A hora
da despedida chegara. Ele sabia que esse momento chegaria, mas não tão cedo. Desde que a conhecera que ele esperava. Kamila. Ele falou o
nome alto pra sentir o gosto na língua, ouvir o som e sentir o cheiro. Kamila.
Ele repetiu e sua boca encheu-se de água.
Ele
olhou ao redor no pequeno vão que chamava de casa. Verdade, não tinha muito o
que olhar. A cama, cujo colchão, de tão fino que deixava suas costas marcadas
pela madeira, erguia-se no chão trêmula. Sobre uma mesa encostada à parede
repousavam alguns pratos e copos lavados e secos e um fogão de duas bocas. Uma
única cadeira estava empurrada pra dentro dela. Próximo havia uma jarra para
armazenar água. Olhou para a cortina florida que fechava o banheiro. Um
beija-flor sugava o néctar de uma rosa. Na outra extremidade do vão havia uma
prateleira de ferro onde descansavam livros de todos os tipos e tamanhos.
Empoeirados, calados, mas que alimentavam sua mente durante todo o dia. Mais
nada.
Naquele
vão silencioso o sol, através das frestas das paredes de madeira, projetava
laminas de sua luz, provocando uma dança de poeira que lhe alegrava os olhos.
Ele rodou para dar uma ultima olhada no seu canto.
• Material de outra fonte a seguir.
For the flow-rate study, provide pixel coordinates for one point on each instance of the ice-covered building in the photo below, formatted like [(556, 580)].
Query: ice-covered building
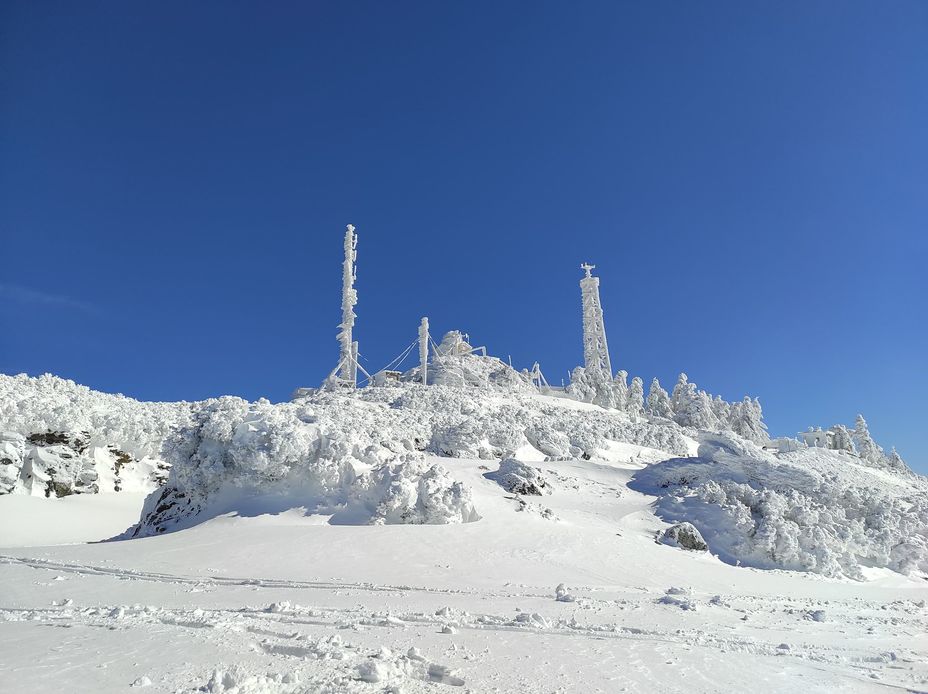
[(817, 438)]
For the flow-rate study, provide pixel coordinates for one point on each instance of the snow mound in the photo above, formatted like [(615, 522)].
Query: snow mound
[(808, 510), (61, 438), (412, 492), (253, 458), (519, 478)]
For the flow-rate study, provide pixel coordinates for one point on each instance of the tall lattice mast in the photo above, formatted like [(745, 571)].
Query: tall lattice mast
[(595, 349), (347, 372), (424, 350)]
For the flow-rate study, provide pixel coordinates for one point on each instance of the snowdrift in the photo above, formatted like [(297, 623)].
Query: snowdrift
[(808, 510), (358, 457)]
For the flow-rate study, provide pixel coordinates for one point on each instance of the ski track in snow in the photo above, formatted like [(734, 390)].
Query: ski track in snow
[(295, 635), (281, 602)]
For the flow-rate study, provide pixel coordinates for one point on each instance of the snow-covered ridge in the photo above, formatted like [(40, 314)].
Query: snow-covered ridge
[(807, 510), (368, 456)]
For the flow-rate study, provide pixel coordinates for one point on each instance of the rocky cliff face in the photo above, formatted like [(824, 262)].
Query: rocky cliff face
[(60, 463)]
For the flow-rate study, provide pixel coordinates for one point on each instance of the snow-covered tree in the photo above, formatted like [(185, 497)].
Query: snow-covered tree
[(866, 446), (682, 393), (842, 438), (722, 410), (692, 407), (580, 388), (634, 402), (589, 386), (659, 401), (895, 461), (747, 420), (620, 387)]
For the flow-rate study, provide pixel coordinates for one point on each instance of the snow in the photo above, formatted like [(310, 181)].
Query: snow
[(808, 510), (363, 543)]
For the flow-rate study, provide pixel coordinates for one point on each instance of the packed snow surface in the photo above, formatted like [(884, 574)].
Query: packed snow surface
[(412, 538)]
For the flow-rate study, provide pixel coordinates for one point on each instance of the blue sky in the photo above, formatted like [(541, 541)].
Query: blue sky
[(751, 180)]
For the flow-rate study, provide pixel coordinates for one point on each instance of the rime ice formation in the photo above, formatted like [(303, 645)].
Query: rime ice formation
[(363, 457), (595, 350), (833, 503)]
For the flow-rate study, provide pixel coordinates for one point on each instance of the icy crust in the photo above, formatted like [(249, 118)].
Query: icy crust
[(60, 438), (809, 510), (358, 457), (252, 458)]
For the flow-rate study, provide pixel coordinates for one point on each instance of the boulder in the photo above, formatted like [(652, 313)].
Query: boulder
[(684, 536)]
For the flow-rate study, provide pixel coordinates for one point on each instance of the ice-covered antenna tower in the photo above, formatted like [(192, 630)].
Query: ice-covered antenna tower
[(424, 349), (595, 349), (346, 373)]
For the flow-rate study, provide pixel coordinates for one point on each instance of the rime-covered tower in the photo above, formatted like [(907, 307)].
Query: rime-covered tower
[(347, 372), (595, 349)]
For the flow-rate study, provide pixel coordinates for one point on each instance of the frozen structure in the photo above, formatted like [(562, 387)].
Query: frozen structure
[(595, 349), (346, 373)]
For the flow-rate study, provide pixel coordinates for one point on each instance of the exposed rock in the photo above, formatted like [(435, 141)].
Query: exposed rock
[(684, 536), (519, 478)]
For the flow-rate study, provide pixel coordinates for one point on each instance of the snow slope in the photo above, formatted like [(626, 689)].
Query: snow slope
[(287, 603), (410, 538)]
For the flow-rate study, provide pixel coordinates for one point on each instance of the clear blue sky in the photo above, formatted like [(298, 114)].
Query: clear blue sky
[(751, 180)]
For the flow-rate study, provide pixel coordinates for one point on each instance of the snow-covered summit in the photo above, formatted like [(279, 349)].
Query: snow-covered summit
[(386, 455)]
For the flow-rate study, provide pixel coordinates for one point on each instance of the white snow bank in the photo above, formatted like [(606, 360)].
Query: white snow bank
[(27, 521), (810, 510)]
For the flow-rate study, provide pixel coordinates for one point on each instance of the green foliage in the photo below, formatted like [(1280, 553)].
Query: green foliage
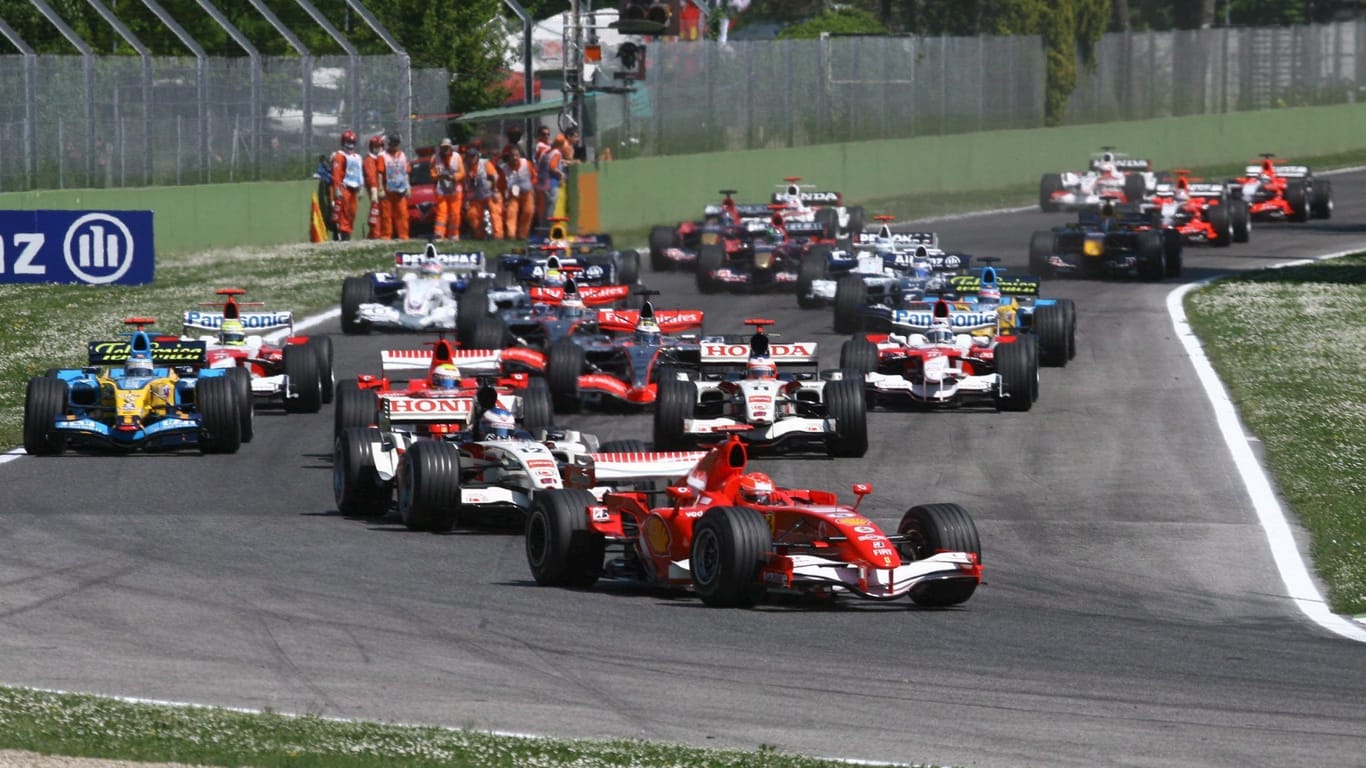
[(840, 21)]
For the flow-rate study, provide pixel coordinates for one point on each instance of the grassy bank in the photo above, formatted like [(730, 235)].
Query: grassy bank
[(1288, 345)]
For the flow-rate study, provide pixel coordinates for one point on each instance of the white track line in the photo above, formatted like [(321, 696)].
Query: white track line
[(1271, 514)]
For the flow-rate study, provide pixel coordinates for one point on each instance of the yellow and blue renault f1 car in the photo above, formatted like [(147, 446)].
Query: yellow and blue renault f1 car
[(145, 391)]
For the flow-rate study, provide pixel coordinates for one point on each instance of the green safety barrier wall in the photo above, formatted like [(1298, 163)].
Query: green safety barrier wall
[(196, 217), (656, 190)]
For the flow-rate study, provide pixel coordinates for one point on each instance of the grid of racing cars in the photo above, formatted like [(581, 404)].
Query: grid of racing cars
[(461, 424)]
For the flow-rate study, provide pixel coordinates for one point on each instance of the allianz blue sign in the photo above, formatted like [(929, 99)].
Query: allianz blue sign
[(99, 248)]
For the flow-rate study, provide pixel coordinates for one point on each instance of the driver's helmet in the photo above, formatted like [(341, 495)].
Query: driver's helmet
[(232, 332), (138, 364), (497, 424), (648, 331), (939, 335), (761, 368), (445, 376), (757, 488)]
Caminhou em direção a porta
e tocou levemente os livros com um nó na garganta.
Quando
saiu o sol fez seus olhos gritarem, mas aos poucos se acostumou. Ela o estava
esperando, mas ele ainda olhou para trás. Atravessou a soleira e olhou para o
lado direito da casa. O jardim que ele plantara. As rosas, as flores. Cresciam
belas aos seus cuidados. Pareciam sorrir para ele. No lado esquerdo uma pequena
horta de onde ele retirava parte de seus alimentos. Feijão, tomate, cebola e
outros também erguiam-se verdes e saudáveis. Tudo graças ao carinho com que ele
cuidava das suas coisas.
Ele
olhou para trás mais uma vez. Suas coisas. As coisas que lhe pertenciam. Seria
verdade? Algo realmente lhe pertencia? Ele contemplou cada coisa que julgava
ser sua. Elas pareciam brilhar muito mais que em qualquer outra vez que as
olhara. O que comprara, o que ganhara, era realmente seu? Ele balançou a cabeça
negativamente. Nada lhe pertencia. Nada. A verdade sobre isso era tão grande
que ele sequer sentia prazer em abandoná-las. Mas mesmo assim uma tristeza, por
mais ínfima que fosse, ainda habitava em seu peito. Por mais que nada lhe
pertencesse, ele sentia falta desde já de suas coisas. E elas continuavam com
seu brilho.
As rosas
brilhavam, a sua pequena plantação brilhava. Toda a estrutura soturna e lúdica
daquilo que chamava de sua casa brilhava. Cada pequeno objeto que havia naquele
pequeno local emanava uma luz diferente para ele hoje. Como se cobertos de
lágrimas de uma despedida. Como se gritassem para ele que não os abandonasse.
Tudo emitia um brilho peculiar, nunca antes visto por ele.
Ele
virou-se. Olhou para o portão. Lá estava ela. Kamila. Recostada ao lado da
cerca de madeira, a mão brincando com o pequeno portão que rangia de alegria ao
toque de suas mãos. O vestido branco dançava conduzido pelo vento. Seus cabelos
negros caíam sobre os ombros como noite negra cai sobre o dia. Ela o viu parado
diante da porta, com as costas para a casa. E sorriu.
Naquele
momento todo o brilho do mundo se apagou. Todos os objetos de todos os lugares
perderam seu brilho. A sua casa estava agora caída sob uma nuvem cinza. Tudo
que iluminava o mundo era o sorriso dela e ele caminhou em sua direção. Agora
no peito uma outra coisa habitava. Era paz.